Наша Павочка, например, была женщиной многослойной и могущественной, самой звучной из всех со своим хроническим контральто и снисхождением ко всему живому, ну и к тому же самой последней инстанцией. В театре всегда играла героинь или возлюбленных, голос ее был большой силы и диапазона. Старалась никого не слушать, любила, чтоб слушали ее. Вот она и могла, скажем, придя к Крещенским на очередное «дежурство», «сесть на телефон», как называла это Лидка, или разговориться с Нюркой о сглазе, порче или каких-нибудь народных приметах, начать гадать на любовные отношения какого-нибудь известного певца — на Нюрку как-то раз Павочка погадала и поняла, что бессмысленно, пусто, хоть ты тресни, — но так с головой уходила в эти гадания, что пропускала все на свете, включая кормление мелкой Лиски, а это уже святое. Винила в этом лично годовалую Лиску: «Она даже не попросила, голоса не подала!» Такой уж у Павы был характер. В общем, казалось, что со сцены она до сих пор не слезла, так и осталась вещать свысока и снисходительно на все посматривать. У нее был кот, которому она посвящала все свободное время. Да что там время — жизнь! Но часть жизни, и большая, все равно оставалась для Крещенских.

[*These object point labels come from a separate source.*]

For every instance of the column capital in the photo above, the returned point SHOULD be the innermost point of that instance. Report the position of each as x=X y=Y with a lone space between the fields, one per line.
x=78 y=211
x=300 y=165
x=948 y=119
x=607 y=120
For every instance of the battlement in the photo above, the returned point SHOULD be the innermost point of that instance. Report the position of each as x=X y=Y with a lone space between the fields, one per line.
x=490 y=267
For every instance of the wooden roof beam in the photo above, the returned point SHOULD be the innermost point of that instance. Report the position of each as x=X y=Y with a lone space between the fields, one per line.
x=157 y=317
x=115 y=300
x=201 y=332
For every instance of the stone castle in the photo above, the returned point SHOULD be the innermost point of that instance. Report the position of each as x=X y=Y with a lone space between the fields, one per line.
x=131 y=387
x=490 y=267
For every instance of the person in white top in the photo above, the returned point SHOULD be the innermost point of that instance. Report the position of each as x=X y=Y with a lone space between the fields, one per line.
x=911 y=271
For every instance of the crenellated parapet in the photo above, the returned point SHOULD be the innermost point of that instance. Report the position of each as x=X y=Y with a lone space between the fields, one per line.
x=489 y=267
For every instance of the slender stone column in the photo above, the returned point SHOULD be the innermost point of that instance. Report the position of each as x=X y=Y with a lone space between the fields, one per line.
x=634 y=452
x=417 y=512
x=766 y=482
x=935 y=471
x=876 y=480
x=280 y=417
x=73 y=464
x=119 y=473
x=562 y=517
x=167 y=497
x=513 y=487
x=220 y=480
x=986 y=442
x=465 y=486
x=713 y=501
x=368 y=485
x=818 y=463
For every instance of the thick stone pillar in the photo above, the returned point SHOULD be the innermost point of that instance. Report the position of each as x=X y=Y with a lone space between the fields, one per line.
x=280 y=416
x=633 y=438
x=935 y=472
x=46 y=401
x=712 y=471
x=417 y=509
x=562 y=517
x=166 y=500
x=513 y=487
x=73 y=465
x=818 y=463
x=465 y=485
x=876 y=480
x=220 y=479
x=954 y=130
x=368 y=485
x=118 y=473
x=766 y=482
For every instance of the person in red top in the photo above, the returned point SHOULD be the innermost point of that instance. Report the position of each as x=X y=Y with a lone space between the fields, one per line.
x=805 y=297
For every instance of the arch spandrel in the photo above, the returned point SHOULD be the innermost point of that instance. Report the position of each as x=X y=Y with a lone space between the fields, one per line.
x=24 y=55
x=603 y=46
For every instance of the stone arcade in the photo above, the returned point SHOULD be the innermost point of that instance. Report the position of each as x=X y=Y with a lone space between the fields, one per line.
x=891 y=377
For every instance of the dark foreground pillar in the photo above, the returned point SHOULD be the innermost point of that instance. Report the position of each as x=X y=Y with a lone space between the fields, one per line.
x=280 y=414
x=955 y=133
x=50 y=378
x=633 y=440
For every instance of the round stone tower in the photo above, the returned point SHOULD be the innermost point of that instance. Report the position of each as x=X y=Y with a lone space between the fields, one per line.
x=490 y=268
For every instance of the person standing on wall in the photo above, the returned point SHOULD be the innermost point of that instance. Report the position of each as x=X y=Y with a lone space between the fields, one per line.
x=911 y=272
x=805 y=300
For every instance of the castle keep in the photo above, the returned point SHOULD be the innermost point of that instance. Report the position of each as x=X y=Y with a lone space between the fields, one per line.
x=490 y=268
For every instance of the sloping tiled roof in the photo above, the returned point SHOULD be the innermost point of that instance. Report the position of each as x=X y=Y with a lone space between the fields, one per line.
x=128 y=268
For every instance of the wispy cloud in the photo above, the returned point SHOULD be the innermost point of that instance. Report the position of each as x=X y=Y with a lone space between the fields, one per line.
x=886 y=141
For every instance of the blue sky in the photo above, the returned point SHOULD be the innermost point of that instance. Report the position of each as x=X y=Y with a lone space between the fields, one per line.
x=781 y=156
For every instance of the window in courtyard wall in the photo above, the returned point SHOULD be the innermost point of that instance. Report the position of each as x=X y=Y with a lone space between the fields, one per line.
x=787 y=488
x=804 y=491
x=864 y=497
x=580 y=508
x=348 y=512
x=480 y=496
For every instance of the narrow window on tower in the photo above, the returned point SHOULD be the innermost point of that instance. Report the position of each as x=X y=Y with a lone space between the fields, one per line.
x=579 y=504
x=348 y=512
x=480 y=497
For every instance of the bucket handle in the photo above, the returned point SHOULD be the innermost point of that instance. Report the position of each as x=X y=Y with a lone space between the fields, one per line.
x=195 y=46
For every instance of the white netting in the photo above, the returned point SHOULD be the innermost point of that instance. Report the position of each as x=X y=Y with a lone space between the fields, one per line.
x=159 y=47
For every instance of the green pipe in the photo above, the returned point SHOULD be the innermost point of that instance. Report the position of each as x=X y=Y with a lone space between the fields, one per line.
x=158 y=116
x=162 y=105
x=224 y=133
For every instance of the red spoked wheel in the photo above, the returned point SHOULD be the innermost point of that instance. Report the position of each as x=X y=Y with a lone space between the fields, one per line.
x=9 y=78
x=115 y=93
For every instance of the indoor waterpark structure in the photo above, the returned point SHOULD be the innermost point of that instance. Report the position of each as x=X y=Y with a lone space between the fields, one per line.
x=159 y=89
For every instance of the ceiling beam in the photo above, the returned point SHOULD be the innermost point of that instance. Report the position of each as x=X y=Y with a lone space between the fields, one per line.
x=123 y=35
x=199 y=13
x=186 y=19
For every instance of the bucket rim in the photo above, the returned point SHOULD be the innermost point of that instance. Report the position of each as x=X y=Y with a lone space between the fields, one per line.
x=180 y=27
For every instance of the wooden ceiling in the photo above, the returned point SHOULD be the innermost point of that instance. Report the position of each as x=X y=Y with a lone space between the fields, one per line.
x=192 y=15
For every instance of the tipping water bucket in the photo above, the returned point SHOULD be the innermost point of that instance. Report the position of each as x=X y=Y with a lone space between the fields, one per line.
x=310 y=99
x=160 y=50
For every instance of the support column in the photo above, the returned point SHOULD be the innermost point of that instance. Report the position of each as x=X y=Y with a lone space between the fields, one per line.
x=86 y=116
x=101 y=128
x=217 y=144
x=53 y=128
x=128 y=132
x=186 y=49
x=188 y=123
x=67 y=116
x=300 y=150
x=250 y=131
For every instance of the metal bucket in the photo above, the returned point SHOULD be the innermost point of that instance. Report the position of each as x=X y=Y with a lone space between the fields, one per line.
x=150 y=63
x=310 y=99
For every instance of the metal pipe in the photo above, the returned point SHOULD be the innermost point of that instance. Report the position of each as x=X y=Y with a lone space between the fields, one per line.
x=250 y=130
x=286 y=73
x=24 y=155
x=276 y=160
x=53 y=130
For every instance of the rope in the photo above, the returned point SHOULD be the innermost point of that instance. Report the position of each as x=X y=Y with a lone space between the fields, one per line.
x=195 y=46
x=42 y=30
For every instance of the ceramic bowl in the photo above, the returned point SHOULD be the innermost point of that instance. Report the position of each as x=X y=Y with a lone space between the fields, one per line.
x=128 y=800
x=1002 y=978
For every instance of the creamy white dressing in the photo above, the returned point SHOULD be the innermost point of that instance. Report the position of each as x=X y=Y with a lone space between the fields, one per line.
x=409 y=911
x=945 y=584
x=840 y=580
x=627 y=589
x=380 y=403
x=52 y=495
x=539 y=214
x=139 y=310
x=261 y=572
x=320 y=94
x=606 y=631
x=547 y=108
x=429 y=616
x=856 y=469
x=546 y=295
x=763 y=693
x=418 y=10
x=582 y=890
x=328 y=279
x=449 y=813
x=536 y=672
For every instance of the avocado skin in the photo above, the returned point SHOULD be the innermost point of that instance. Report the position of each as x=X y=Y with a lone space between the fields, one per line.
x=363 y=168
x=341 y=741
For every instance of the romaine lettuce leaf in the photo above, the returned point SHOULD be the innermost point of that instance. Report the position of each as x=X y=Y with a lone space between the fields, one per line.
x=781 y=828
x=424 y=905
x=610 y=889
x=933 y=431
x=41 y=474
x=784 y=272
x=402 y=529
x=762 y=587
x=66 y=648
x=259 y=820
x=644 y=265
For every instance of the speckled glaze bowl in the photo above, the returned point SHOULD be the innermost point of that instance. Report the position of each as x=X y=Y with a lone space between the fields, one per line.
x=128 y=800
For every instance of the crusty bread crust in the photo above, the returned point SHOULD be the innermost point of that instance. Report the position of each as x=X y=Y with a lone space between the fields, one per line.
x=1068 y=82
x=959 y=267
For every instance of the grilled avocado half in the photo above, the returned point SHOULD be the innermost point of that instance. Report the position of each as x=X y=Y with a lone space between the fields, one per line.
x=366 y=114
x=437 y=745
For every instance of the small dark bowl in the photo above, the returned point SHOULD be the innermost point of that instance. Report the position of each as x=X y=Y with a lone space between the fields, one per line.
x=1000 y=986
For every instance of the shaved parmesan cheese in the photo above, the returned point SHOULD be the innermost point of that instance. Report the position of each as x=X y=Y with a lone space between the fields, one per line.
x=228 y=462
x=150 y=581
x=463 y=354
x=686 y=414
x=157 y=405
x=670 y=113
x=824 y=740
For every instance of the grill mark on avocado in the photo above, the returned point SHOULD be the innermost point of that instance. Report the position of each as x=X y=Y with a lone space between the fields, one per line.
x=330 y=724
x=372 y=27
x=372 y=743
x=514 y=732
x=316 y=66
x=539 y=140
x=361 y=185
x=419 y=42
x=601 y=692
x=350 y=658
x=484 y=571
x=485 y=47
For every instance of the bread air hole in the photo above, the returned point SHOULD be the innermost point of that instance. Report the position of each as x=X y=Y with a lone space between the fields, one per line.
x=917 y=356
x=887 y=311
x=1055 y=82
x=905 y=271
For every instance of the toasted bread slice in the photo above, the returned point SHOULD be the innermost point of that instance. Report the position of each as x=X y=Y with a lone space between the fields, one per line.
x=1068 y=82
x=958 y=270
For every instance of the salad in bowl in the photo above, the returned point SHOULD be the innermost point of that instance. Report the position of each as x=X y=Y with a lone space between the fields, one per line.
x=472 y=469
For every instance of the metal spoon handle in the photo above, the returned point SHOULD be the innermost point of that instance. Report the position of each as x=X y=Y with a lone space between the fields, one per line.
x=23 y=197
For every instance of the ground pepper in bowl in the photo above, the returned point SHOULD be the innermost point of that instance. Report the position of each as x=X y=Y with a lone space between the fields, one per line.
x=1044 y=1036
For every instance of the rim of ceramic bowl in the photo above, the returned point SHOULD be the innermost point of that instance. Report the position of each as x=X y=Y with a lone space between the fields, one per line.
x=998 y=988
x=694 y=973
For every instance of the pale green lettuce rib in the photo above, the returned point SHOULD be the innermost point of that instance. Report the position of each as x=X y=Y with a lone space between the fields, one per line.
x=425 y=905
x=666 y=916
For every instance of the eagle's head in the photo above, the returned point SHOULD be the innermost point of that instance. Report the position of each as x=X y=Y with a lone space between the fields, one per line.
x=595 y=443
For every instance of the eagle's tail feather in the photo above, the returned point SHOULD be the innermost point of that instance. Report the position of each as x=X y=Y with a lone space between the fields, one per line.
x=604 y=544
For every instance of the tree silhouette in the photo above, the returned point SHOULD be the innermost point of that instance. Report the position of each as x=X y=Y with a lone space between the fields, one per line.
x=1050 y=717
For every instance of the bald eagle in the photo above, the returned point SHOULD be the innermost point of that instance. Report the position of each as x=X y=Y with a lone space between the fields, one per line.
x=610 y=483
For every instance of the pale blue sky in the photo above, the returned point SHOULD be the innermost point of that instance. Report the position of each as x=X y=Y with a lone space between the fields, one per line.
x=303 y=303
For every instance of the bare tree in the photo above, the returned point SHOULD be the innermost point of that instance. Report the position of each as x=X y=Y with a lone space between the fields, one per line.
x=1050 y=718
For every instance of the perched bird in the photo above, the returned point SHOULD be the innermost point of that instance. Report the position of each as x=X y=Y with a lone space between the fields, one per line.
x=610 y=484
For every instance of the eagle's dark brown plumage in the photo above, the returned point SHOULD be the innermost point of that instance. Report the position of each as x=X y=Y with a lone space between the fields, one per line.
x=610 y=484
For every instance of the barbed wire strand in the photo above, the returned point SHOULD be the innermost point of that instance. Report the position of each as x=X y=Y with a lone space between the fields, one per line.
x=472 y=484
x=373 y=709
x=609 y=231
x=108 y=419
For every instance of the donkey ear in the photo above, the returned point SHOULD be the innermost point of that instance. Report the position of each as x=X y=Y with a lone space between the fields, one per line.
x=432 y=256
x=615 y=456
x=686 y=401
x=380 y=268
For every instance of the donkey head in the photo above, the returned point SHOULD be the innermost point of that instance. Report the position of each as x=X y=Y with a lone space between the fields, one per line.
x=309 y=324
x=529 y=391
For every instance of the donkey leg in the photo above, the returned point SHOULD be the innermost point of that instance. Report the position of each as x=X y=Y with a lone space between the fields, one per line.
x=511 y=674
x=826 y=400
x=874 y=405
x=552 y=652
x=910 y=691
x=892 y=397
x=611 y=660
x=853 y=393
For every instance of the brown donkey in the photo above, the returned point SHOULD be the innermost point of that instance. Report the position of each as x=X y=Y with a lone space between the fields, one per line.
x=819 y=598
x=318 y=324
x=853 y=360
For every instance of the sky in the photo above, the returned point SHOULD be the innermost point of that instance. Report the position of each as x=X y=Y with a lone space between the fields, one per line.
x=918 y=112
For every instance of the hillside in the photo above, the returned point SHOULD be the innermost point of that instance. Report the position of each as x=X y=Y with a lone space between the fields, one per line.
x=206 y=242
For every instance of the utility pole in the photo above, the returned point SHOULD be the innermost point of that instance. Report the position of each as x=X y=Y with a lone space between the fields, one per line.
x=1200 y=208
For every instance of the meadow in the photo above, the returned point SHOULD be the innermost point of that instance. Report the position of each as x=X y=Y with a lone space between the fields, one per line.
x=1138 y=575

Надька Новенькая, прелестная, добрейшая, худенькая, смолящая «Беломор», с вечным молодежным коротким каре, сделавшим ее образ еще в двадцатых годах, могла после долгих игр с Катей и Лиской напробоваться горячительного из незапертого шкафчика-бара, который был вделан во встроенную стенку у Лидки в комнате, и свалиться со стула, привычно вывихнув руку и перепугав всех домашних. Была очень смешливой и имела особое театральное амплуа — «проказница», если по таблице Мейерхольда. Проказница должна была обладать тонкой фигурой, неважно каким голосом, но главное — большой подвижностью глаз и лицевых мышц. Необходимо было уметь подражать и пародировать, без этого никуда, ну и еще хорошо бы делать всяческие сальто и прыжки с переворотами. И да, это была именно Надька! Это четкое ее описание! Мейерхольд как в воду глядел, словно списывал с нее! Хотя с возрастом Надькины прыжки перестали быть легкими и по большей части перешли в травмоопасные, но любовь к пародиям и подвижность лицевых мышц осталась. Надька отличалась крепким здоровьем, которое объясняла просто и доходчиво — она лечилась водкой и своей кошкой (кошку она завела исключительно в лечебных целях). Но не подумайте ничего плохого, кошку свою прикладывала к голове от давления, если вдруг зашкаливало, и объясняла просто — у нее девять жизней, пусть делится. Ну а водку она не столько пила, сколько, как и кошку, тоже прикладывала — ставила водочные компрессы с перцем, с солью, с хреном и горчицей, делала спецнатирку или настаивала травы. Самостоятельно, в аптечные варианты не верила. Нун попивала, конечно, немного. Самую малость. Несколько рюмочек в день. Для здоровья. И хохотала.